TOP REASONS TO TURN YOUR TEAM OF DEVELOPERS INTO SECURITY CHAMPIONS
Current trends in the IT world consistently reveal a pattern of increasingly-sophisticated cyber-attacks on businesses, end-users, and software applications. The BSIMM 2016 survey indicates there is a significant shortage of software security engineers (AppSec engineers); 95 firms across six industries indicated that for every 245 software engineers, only one individual was a security expert. This is a startling and troublesome statistic. If this survey truly identifies the overall state of software engineers, that equates to less than one percent (0.41 percent) of software engineers are capable performing security tasks for the organization.

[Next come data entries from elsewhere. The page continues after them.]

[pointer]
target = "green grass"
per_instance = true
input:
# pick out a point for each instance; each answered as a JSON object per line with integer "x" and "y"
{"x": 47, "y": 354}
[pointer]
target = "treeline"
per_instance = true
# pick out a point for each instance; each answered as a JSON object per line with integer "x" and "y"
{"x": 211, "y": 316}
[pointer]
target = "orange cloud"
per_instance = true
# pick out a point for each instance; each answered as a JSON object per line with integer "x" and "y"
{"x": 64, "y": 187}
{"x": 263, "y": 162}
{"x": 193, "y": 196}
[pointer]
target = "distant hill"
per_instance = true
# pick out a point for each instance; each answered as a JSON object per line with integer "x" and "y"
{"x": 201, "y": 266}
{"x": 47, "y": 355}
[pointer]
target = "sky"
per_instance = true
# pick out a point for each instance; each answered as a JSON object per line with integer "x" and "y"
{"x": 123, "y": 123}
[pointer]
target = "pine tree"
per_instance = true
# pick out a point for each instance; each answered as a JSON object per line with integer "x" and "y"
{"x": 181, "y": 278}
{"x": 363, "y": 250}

At the same time, according to the 2015 Trustwave Global Security Report, the average number of vulnerabilities over various data breach investigations was over three times higher than the average number of vulnerabilities discovered two years prior . The increase of data breaches necessitates an increase in capable software security engineers. These engineers and developers are equipped to prevent cyber-attacks against web, mobile, web service, and other application layer functionality.

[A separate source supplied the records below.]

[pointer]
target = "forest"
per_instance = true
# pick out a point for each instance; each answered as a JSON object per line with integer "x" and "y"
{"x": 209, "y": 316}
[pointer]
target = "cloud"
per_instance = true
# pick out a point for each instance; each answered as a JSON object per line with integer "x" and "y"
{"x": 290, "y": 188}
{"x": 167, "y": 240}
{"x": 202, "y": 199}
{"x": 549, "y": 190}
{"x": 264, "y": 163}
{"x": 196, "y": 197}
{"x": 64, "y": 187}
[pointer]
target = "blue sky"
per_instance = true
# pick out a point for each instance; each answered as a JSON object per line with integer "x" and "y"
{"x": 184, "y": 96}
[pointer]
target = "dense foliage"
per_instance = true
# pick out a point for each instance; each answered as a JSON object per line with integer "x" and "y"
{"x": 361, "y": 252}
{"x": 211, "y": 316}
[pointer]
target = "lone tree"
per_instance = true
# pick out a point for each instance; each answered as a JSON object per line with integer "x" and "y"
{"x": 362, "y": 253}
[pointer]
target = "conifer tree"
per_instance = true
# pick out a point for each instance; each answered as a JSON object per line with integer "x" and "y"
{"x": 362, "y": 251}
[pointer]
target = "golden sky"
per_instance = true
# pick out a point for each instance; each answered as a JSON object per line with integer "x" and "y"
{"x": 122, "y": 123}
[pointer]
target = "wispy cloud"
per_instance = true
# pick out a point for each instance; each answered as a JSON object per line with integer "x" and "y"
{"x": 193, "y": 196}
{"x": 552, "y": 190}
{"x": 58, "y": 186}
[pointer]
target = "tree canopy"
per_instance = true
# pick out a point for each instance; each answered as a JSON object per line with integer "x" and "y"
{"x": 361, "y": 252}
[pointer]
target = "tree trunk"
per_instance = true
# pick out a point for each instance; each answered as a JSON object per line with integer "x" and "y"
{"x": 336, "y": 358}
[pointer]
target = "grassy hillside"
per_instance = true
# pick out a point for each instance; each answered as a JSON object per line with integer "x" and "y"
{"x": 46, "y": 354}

Today, we’re experiencing a shortage of qualified security engineers. High demand for these positions comes with increased negotiating power when hiring an experienced security engineer or developer. Rather than searching for this extremely limited talent on the open job market, consider the software engineers already working for your organization. What if your team was equipped with the know-how to ensure code is secure and functional from the very first phase of software development? This can mitigate future threats, decrease risks, stop data breaches from occurring, and prevent costly lawsuits often resulting from a breach.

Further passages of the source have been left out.